For the next month, I lived in my friend's apartment, and fed the dog daily, filled its water dish, walked it once or twice daily, combed it once a week, and periodically cleaned out the back yard of the little presents it would deposit.

Now after a couple of weeks of walking the dog, I began to be aware that it was perennially tugging at the leash, as if it wanted to go faster than the pace at which I was walking. Now I'm a big believer in not restricting others if there's no reason for it, so I thought to myself: If the dog wishes to walk faster, who am I to stand, so to speak, in his way? So I quickened my walking pace. And indeed, the dog quickened his as well.

But I soon noticed that even with this accelerated walking speed, the dog continued to exert a forward pull on the leash as it walked. Conclusion: it wished to go even more quickly. So dog and man hastened their pace even further.

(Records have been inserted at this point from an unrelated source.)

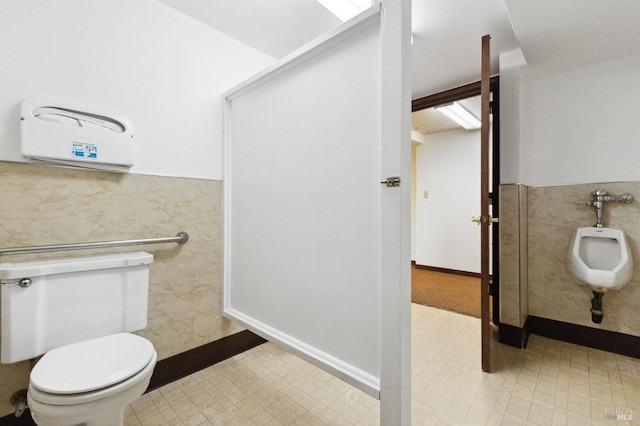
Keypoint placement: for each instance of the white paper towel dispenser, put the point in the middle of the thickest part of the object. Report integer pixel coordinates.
(65, 133)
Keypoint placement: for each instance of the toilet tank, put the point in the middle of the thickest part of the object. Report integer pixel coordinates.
(70, 300)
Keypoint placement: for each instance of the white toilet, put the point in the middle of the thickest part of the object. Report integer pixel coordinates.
(78, 312)
(600, 258)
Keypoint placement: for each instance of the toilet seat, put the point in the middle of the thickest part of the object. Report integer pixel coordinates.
(92, 365)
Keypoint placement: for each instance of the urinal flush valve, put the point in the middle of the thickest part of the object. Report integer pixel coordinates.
(599, 198)
(596, 307)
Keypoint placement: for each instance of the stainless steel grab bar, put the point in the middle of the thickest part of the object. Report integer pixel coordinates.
(180, 238)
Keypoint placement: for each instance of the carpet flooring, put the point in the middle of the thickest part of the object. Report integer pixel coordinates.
(451, 292)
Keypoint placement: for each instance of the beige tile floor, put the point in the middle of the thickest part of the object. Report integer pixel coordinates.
(549, 383)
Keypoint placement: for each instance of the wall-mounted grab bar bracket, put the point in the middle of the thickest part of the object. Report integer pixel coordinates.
(180, 238)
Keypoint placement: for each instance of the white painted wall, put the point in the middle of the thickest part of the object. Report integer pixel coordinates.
(581, 126)
(164, 71)
(448, 167)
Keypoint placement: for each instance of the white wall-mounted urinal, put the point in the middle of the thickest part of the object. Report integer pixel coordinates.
(600, 258)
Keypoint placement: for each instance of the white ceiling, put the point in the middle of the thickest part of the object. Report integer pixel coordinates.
(554, 35)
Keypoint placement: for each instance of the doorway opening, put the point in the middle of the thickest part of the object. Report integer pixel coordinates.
(445, 196)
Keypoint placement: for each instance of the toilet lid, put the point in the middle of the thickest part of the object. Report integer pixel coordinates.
(91, 365)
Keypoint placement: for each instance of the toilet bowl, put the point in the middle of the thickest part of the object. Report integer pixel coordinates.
(90, 382)
(79, 313)
(600, 258)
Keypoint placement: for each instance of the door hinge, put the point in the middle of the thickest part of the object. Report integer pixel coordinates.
(484, 220)
(392, 181)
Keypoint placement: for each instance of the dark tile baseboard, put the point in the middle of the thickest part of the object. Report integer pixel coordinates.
(185, 363)
(610, 341)
(178, 366)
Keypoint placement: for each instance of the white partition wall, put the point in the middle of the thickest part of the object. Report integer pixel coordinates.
(308, 254)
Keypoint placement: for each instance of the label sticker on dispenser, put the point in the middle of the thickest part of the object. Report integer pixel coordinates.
(84, 150)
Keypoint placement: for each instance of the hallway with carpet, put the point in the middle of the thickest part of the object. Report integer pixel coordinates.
(451, 292)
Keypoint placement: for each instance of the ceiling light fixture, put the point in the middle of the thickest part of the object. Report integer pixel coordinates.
(345, 9)
(457, 113)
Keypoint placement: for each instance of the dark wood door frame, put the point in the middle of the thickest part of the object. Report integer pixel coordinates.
(463, 92)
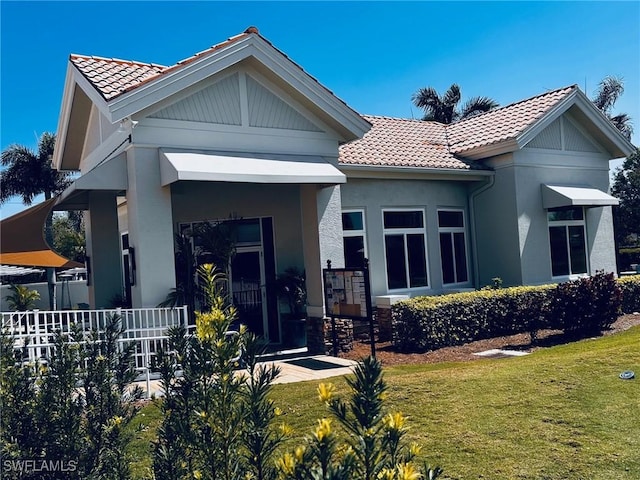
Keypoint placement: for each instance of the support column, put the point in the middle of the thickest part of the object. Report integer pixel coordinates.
(150, 224)
(103, 249)
(322, 241)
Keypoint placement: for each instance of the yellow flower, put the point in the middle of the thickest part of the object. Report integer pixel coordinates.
(299, 453)
(325, 391)
(395, 421)
(406, 471)
(286, 464)
(285, 429)
(415, 449)
(323, 429)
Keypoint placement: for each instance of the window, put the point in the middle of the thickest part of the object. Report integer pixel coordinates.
(567, 240)
(405, 249)
(453, 246)
(355, 247)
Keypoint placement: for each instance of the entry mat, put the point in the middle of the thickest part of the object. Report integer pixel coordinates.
(313, 364)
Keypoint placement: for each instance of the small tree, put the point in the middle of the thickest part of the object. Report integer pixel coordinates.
(22, 298)
(218, 422)
(375, 446)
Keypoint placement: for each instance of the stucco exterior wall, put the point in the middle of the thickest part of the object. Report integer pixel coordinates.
(535, 167)
(496, 226)
(375, 195)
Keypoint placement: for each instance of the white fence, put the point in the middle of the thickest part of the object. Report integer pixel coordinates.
(146, 327)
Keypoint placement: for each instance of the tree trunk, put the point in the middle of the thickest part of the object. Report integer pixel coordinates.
(51, 272)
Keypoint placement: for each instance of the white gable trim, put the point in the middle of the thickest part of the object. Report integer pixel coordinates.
(199, 69)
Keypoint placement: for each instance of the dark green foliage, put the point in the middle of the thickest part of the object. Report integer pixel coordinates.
(588, 305)
(428, 323)
(630, 287)
(72, 408)
(218, 421)
(375, 449)
(581, 307)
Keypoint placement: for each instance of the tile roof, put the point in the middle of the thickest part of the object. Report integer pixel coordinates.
(403, 142)
(417, 143)
(112, 77)
(502, 124)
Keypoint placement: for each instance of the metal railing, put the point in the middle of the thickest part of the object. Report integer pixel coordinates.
(145, 327)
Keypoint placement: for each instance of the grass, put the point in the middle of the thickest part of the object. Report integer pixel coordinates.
(560, 413)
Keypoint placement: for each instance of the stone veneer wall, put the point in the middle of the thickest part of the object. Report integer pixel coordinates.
(320, 338)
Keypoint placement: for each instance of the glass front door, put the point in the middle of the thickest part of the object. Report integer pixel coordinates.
(248, 288)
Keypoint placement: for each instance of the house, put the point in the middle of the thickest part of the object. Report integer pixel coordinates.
(240, 131)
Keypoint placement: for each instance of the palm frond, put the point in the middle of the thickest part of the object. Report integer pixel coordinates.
(477, 105)
(608, 92)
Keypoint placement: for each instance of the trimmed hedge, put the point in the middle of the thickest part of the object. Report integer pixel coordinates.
(580, 307)
(630, 287)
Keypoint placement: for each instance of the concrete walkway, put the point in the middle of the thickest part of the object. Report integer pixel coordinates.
(301, 368)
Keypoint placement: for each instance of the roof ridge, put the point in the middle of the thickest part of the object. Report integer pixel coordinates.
(115, 60)
(549, 92)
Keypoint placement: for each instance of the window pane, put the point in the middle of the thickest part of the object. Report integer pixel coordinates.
(411, 219)
(446, 254)
(448, 218)
(354, 252)
(247, 231)
(396, 271)
(565, 213)
(577, 250)
(461, 257)
(352, 221)
(417, 260)
(559, 256)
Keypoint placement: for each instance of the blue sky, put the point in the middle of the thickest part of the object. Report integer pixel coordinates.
(373, 55)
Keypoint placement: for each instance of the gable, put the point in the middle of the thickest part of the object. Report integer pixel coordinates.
(218, 103)
(240, 100)
(268, 110)
(563, 134)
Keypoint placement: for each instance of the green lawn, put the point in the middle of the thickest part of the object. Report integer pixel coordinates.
(560, 413)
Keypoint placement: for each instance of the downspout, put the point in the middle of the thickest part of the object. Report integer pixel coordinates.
(472, 217)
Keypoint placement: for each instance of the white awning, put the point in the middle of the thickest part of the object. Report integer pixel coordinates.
(209, 167)
(574, 196)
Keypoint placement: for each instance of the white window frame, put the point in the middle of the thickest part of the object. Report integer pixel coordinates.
(566, 224)
(453, 230)
(356, 233)
(404, 232)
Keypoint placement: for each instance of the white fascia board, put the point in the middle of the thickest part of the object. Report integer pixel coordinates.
(603, 123)
(558, 109)
(63, 118)
(174, 81)
(413, 173)
(312, 89)
(491, 150)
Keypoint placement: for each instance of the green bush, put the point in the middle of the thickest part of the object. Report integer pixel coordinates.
(427, 323)
(581, 307)
(71, 409)
(588, 305)
(630, 287)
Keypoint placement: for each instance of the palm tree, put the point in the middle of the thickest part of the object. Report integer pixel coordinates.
(28, 174)
(444, 109)
(607, 94)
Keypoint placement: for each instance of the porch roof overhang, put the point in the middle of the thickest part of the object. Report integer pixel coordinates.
(213, 167)
(554, 196)
(22, 241)
(109, 176)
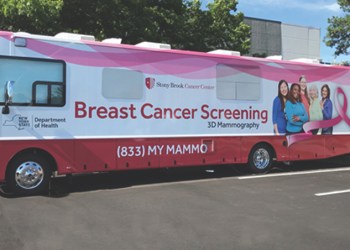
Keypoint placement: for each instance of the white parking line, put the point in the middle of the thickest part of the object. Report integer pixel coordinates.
(295, 173)
(333, 192)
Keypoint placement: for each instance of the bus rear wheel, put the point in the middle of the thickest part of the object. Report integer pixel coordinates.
(260, 158)
(28, 174)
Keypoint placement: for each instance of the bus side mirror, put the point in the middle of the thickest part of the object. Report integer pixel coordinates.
(8, 96)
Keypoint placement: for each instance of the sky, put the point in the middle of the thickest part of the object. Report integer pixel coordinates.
(310, 13)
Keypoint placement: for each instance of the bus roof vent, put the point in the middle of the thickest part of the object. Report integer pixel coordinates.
(275, 57)
(75, 37)
(225, 52)
(112, 40)
(306, 60)
(154, 45)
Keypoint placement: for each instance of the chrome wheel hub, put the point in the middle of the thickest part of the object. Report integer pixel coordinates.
(29, 175)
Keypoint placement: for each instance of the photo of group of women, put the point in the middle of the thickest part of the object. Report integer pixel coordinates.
(299, 103)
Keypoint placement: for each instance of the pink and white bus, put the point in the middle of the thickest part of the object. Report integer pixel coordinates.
(71, 104)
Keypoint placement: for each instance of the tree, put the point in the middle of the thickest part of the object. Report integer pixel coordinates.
(338, 31)
(34, 16)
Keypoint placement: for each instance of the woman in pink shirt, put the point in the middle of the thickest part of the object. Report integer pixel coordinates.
(303, 94)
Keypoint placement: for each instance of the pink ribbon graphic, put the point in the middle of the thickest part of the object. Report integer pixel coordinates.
(308, 126)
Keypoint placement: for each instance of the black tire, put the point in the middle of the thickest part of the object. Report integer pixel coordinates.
(28, 174)
(260, 159)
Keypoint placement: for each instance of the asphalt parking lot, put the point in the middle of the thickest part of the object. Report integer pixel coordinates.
(304, 206)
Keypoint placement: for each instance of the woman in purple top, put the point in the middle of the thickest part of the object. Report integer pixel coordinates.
(295, 111)
(327, 108)
(278, 114)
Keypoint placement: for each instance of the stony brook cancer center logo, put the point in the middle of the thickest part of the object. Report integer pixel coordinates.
(150, 82)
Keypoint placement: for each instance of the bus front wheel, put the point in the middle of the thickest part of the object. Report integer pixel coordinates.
(260, 158)
(28, 174)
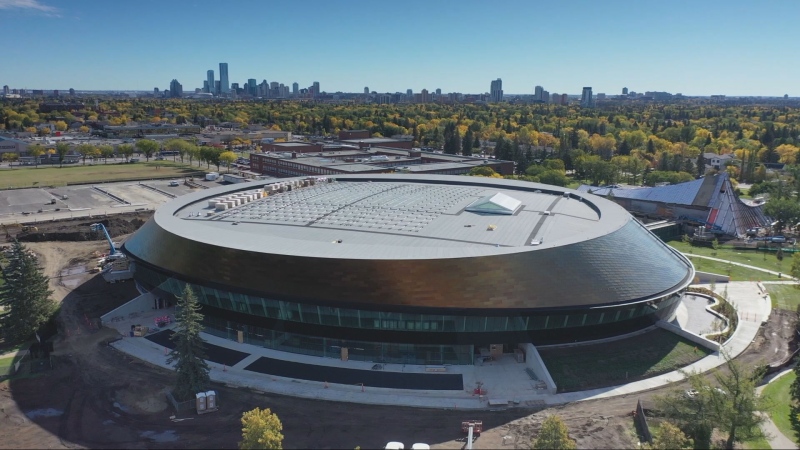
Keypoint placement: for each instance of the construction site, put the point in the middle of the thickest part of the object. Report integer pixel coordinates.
(96, 396)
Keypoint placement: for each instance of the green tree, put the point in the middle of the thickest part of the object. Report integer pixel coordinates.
(261, 429)
(106, 151)
(36, 150)
(25, 296)
(227, 158)
(126, 150)
(189, 353)
(784, 210)
(731, 407)
(553, 435)
(147, 147)
(62, 148)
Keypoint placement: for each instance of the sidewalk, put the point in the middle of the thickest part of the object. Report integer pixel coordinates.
(775, 438)
(761, 269)
(504, 380)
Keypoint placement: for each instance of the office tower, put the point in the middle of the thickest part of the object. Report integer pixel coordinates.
(424, 96)
(210, 81)
(175, 89)
(586, 98)
(496, 91)
(537, 93)
(224, 84)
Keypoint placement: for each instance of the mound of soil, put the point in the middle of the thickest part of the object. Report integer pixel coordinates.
(79, 229)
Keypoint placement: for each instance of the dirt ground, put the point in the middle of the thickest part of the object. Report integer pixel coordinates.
(98, 397)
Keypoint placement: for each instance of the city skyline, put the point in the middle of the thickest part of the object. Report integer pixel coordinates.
(645, 47)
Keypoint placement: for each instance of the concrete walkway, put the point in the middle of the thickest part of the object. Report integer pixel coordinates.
(505, 380)
(761, 269)
(776, 439)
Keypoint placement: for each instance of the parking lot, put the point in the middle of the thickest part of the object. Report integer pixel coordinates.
(38, 204)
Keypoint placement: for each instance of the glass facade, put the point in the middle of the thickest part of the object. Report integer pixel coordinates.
(399, 337)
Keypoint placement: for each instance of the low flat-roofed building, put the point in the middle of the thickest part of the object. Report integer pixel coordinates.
(11, 145)
(378, 142)
(296, 147)
(150, 129)
(375, 160)
(353, 134)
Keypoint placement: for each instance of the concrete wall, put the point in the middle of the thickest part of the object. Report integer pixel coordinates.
(534, 361)
(140, 304)
(699, 340)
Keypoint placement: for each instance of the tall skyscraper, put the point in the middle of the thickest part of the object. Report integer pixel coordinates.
(175, 89)
(224, 84)
(210, 81)
(496, 91)
(537, 93)
(586, 98)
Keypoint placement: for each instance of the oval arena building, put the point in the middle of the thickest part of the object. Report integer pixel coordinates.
(408, 269)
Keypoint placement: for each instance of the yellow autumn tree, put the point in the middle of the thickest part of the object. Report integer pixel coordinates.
(261, 429)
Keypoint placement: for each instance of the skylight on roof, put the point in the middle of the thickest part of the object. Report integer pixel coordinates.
(498, 203)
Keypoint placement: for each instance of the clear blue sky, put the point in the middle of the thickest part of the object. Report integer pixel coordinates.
(732, 47)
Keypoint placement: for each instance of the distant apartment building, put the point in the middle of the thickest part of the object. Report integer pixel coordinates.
(175, 89)
(586, 98)
(496, 91)
(224, 83)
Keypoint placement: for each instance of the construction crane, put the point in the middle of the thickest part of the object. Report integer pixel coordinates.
(101, 227)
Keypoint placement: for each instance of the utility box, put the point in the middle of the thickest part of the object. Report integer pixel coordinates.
(211, 400)
(200, 402)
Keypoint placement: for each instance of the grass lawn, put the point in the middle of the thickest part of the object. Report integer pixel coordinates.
(784, 296)
(749, 257)
(55, 176)
(778, 394)
(618, 362)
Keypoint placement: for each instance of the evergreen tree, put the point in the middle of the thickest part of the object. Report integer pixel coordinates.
(466, 143)
(701, 165)
(25, 297)
(553, 435)
(189, 354)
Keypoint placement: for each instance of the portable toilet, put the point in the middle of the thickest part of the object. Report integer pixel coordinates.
(200, 400)
(211, 399)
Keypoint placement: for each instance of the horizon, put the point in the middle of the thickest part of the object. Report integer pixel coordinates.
(119, 46)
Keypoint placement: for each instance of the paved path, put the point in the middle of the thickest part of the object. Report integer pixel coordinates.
(740, 265)
(774, 436)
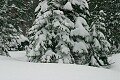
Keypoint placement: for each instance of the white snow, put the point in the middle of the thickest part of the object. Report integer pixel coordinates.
(68, 6)
(11, 69)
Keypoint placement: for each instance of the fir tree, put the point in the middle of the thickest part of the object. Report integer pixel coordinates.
(100, 46)
(60, 33)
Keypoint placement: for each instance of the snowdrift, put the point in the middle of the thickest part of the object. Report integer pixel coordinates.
(10, 69)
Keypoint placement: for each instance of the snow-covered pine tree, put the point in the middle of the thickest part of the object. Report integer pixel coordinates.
(8, 31)
(100, 46)
(60, 33)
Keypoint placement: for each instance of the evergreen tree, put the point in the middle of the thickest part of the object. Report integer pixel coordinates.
(112, 9)
(100, 45)
(60, 33)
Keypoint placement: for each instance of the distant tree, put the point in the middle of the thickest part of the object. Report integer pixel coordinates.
(112, 9)
(100, 45)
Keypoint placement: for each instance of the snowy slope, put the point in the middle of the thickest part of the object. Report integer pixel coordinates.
(116, 66)
(13, 69)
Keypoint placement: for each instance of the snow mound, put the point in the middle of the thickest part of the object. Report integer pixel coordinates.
(11, 69)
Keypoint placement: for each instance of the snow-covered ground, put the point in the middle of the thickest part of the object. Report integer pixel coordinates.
(16, 68)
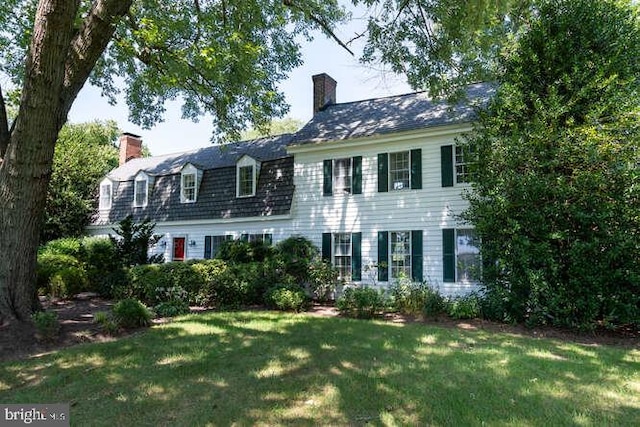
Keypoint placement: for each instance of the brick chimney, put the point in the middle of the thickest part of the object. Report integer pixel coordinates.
(130, 147)
(324, 91)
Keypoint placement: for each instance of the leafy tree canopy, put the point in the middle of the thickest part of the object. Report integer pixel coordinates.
(84, 154)
(557, 190)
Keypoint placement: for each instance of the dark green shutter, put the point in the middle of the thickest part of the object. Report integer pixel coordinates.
(207, 247)
(383, 256)
(326, 247)
(448, 255)
(356, 256)
(446, 165)
(383, 173)
(357, 175)
(416, 255)
(327, 172)
(416, 169)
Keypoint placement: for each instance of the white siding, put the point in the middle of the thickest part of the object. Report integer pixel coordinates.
(430, 209)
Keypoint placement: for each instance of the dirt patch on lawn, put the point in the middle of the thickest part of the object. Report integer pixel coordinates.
(18, 341)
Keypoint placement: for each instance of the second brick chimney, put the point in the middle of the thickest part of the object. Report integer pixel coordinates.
(324, 91)
(130, 147)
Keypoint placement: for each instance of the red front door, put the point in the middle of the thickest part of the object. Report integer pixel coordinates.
(178, 248)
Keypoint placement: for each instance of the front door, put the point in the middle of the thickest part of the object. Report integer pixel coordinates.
(178, 248)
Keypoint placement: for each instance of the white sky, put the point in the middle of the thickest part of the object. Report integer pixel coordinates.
(355, 82)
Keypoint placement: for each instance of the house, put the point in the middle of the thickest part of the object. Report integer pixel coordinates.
(376, 184)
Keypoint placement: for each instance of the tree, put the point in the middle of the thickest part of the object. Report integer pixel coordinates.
(84, 154)
(556, 198)
(218, 57)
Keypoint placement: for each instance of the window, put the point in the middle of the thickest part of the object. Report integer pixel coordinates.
(106, 192)
(140, 191)
(461, 256)
(400, 252)
(258, 238)
(213, 243)
(455, 164)
(344, 252)
(188, 188)
(400, 171)
(463, 160)
(342, 175)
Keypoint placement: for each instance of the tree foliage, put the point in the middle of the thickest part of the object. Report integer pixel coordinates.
(556, 198)
(84, 154)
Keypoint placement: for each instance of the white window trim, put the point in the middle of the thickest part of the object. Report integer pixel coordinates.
(106, 206)
(139, 178)
(247, 161)
(390, 184)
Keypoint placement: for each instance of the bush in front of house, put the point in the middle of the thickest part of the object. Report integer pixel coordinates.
(362, 303)
(287, 297)
(130, 313)
(60, 275)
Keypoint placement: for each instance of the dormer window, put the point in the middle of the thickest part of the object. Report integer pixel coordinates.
(190, 178)
(246, 172)
(141, 190)
(106, 194)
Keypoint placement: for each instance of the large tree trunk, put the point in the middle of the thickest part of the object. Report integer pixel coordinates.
(59, 62)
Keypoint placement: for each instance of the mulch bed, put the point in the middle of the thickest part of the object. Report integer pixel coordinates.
(17, 341)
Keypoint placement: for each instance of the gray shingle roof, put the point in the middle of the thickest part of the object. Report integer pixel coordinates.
(390, 114)
(215, 156)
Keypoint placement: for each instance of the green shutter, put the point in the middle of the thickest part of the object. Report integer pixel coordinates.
(446, 168)
(416, 255)
(326, 247)
(356, 256)
(327, 172)
(383, 256)
(207, 247)
(416, 169)
(383, 173)
(448, 255)
(357, 175)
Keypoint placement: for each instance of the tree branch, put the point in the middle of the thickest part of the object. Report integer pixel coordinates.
(95, 33)
(5, 135)
(321, 22)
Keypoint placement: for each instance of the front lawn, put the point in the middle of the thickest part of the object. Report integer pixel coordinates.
(263, 368)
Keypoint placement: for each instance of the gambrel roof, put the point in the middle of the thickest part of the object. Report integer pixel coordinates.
(387, 115)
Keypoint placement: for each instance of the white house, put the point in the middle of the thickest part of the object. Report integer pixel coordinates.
(375, 184)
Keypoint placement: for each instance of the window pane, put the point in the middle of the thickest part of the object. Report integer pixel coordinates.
(246, 181)
(400, 247)
(468, 256)
(342, 255)
(342, 175)
(399, 170)
(141, 192)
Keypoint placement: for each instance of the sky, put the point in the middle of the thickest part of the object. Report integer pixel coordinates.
(355, 82)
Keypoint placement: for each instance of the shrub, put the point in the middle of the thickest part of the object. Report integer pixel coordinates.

After a few more such adjustments, I found myself walking as fast as I could. And still, that forward tug persisted. So I shrugged my mental shoulders and shifted gears, going into a slow jog.

At this point, I didn't know any longer what to expect. After all, throughout my entire life, whenever I had seen a person out walking their dog, walking the dog was precisely what I would see. Walking the dog. Not jogging the dog. But jog the dog I did. (Say that ten times quickly.)

And by now, dear reader, you can guess the rest: of course, the dog's neck muscles still yanked on that leash, indicating that I was still holding him back. And of course, at this point, I finally realized what the dog had been longing to do all along: run! run! run! So two-legs broke out into a full sprint, and of course, four-legs did likewise.

And thanks to my uncanny canine telepathy skills, I can share with my dear readers what was going through the dog's mind at that moment:
Yes! I'm free! Finally! No longer bound by the constraints of plodding humans! Ah, this is the life! Running is where it's at! The joy of letting the muscles of my four legs pump at full capacity, feeling my entire body working! The wind through my fur. Hey, there's a cute beagle over there! She must be impressed with my running prowess, grace and stamina! Oh, please, let this moment never stop! Uhuru! Nirvana! Arf!
Every day after that, for the next two weeks, two-legs and four-legs ran together as one. I wonder if the other dogs that would see us on our daily run would get jealous, and start pulling ever more urgently on their respective leashes.

Only now, as I write this, do I wonder if the dog was bitterly disappointed when his master returned, and the daily run reverted to the daily walk. It never occurred to me to inform my two-legged friend of my unorthodox method of walking my new four-legged friend.

Happily, since this episode, my fear of dogs has for the most part subsided. I will admit that I am still not 100% at home with them, and possibly will never be, but I'm certainly able to be in the same space with dogs without that most unpleasant panicky feeling. And I've even actually played with dogs a few times, something I never thought I would ever do for most of my life.

After all, dogs are beloved by so many people around the world, so there must be something very special about them. We enrich our lives by recognizing the potential for positivity in the world wherever it may lie, and working at letting it into our lives.